Burgenlands SPÖ-Gemeindevertreter fordern Maßnahmen gegen Ärztemangel

Eisenstadt (APA) - Der Sozialdemokratische Gemeindevertreterverband (GVV) Burgenland wünscht sich Maßnahmen gegen den Ärztemangel im ländlic...

Eisenstadt (APA) - Der Sozialdemokratische Gemeindevertreterverband (GVV) Burgenland wünscht sich Maßnahmen gegen den Ärztemangel im ländlichen Raum. Um diesem gegenzusteuern, müssten mehr Ärzte ausgebildet und diese auch in Österreich gehalten werden, verlangte der Präsident des GVV, Erich Trummer. Außerdem sollte die Ausbildung der Allgemeinmediziner attraktiver gestaltet und Gruppenpraxen erleichtert werden.

Der Ärztemangel im ländlichen Raum verschärfe sich immer mehr, so Trummer am Dienstag in Eisenstadt vor Journalisten. Kassenstellen seien nach der Ausschreibung manchmal monatelang vakant. Bis 2025 würden rund 60 Prozent der Allgemeinmediziner mit Kassenvertrag in Pension gehen.

Es müsse gewährleistet sein, dass eine gute Gesundheitsversorgung, unabhängig von Einkommen und dem Wohnsitz, in allen Landesteilen möglich sei.

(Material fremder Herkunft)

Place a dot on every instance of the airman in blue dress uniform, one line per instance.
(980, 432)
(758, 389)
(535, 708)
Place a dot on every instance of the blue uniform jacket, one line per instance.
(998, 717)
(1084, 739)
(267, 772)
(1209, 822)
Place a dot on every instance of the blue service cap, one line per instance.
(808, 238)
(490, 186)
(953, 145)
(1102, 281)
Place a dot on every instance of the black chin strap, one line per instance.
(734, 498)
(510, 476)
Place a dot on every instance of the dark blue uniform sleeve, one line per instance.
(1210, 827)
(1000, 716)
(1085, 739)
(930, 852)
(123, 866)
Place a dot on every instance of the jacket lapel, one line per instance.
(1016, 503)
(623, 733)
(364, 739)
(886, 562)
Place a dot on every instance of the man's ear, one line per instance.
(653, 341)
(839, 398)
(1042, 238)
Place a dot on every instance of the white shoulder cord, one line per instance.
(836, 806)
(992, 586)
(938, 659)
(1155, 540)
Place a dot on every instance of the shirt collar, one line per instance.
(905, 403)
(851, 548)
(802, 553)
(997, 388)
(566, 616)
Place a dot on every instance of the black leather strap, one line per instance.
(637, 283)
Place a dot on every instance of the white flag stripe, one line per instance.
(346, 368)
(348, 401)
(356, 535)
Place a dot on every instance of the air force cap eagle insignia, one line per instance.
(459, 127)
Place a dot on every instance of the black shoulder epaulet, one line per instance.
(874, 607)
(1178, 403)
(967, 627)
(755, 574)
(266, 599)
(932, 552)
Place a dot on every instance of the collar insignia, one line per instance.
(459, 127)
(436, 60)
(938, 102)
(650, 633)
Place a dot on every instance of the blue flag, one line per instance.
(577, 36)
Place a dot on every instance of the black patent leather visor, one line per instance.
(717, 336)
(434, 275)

Bei der Ausbildung gebe es „schlechte Bedingungen“ für Turnusärzte. Ihnen würden in Österreich im Vergleich zu anderen Staaten vergleichsweise wenig Kompetenzen eingeräumt. Dadurch würden viele ins Ausland wechseln, „weil sie dort viel mehr machen dürfen“, meinte Trummer.

Etwa 20 Prozent der Jungärzte würden ins Ausland abwandern. Hier sei es wichtig, einzufordern, „dass man nach einem entsprechenden Studium auch in Österreich hier weiter Dienst versieht für eine gewisse Zeit“, sagte der Präsident des GVV.

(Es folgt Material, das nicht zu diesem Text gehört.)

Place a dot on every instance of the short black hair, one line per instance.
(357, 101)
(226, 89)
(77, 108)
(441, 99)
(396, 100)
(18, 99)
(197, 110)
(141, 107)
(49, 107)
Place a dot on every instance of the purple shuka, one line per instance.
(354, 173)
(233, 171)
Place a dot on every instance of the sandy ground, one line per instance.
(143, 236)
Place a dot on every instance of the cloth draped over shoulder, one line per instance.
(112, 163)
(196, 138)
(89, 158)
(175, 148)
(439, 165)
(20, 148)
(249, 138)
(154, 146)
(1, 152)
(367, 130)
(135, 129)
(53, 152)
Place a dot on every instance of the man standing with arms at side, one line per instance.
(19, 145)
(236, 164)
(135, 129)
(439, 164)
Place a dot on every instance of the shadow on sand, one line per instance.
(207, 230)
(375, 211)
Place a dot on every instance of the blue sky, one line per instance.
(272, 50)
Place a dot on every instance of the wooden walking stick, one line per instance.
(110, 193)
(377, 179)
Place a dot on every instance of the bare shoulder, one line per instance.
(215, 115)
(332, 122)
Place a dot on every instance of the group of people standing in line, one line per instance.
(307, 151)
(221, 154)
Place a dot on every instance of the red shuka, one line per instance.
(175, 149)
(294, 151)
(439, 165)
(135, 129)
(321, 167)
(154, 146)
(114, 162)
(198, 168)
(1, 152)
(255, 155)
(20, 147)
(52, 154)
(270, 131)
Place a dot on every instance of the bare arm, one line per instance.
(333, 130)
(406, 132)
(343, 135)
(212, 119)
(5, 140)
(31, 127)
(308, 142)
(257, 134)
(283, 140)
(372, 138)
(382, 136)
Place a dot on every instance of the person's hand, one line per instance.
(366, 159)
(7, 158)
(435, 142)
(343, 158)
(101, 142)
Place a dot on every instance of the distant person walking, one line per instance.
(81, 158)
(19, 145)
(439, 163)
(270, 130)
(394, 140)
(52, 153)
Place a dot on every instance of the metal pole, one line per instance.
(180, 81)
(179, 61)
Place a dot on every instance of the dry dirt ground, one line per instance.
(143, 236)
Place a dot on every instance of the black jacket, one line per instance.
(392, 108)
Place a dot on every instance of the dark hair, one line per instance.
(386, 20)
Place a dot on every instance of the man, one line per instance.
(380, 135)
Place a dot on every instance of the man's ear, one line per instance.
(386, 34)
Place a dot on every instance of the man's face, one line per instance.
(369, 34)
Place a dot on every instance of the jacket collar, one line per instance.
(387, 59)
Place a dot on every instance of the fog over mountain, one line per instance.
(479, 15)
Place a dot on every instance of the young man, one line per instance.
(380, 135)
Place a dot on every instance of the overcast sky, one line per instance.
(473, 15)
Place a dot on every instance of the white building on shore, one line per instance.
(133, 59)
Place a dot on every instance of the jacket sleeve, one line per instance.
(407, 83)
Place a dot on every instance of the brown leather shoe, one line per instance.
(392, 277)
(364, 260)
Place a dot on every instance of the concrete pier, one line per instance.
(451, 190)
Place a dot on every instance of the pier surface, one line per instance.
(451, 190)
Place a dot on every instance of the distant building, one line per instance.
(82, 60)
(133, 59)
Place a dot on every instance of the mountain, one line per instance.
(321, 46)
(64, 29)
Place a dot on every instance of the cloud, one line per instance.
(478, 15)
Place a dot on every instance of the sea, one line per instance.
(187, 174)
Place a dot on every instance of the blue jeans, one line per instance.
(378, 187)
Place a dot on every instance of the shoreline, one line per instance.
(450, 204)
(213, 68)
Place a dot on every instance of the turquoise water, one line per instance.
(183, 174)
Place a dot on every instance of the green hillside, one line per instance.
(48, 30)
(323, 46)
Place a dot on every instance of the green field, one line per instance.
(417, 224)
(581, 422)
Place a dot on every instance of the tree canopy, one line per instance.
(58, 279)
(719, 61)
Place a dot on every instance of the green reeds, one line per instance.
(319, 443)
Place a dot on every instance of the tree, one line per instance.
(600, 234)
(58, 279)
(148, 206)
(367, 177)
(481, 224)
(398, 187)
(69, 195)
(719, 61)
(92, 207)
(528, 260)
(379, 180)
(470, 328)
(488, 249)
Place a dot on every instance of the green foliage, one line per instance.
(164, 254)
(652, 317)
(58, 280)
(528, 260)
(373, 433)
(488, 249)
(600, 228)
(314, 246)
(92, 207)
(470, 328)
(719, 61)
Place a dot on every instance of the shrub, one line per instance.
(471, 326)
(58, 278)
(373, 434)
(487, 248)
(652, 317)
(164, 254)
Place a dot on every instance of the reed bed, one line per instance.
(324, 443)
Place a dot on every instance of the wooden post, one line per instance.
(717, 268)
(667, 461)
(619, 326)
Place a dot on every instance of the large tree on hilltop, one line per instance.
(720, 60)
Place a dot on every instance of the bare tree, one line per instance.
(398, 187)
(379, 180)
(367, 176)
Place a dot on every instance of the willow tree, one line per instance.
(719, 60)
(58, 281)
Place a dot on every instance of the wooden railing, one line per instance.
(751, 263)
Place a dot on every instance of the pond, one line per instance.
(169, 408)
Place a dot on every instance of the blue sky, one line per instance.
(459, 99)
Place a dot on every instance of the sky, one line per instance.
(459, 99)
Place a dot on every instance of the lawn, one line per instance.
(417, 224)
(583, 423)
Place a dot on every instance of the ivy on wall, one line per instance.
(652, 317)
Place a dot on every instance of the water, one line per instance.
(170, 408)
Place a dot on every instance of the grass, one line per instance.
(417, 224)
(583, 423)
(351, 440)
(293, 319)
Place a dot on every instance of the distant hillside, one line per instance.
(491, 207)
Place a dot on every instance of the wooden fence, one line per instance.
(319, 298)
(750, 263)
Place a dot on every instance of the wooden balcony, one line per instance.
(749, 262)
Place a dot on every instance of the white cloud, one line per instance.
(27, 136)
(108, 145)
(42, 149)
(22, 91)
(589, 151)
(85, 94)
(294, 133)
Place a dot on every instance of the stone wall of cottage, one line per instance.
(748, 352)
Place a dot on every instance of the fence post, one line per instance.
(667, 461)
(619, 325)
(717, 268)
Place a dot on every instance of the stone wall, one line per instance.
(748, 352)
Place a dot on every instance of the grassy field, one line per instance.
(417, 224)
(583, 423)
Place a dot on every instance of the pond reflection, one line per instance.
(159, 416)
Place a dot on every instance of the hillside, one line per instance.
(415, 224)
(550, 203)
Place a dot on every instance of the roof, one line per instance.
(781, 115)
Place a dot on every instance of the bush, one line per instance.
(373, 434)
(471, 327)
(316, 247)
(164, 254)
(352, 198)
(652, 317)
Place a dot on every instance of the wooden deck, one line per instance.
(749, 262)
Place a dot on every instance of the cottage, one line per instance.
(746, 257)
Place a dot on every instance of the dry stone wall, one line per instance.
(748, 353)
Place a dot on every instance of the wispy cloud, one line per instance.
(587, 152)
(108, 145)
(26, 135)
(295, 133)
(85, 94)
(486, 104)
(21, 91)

Zudem gebe es ein „antiquiertes Planstellensystem“, was dazu führe, dass man im ländlichen Raum oft keinen Praktischen Arzt mehr mit einem Kassenvertrag finde. Abhilfe schaffen könne man durch mehr Eigenständigkeit der Praktischen Ärzte, bessere Bezahlung und bessere Ausbildungsmöglichkeiten sowie durch das Erleichtern von Gruppenpraxen. Der Vorstand des GVV hat einen Forderungskatalog an das Gesundheits- und Wissenschaftsministerium gerichtet mit dem Wunsch, sich mit der Ärztekammer und den Sozialversicherungen an einen Tisch zu setzen und Lösungen zu finden, berichtete Trummer.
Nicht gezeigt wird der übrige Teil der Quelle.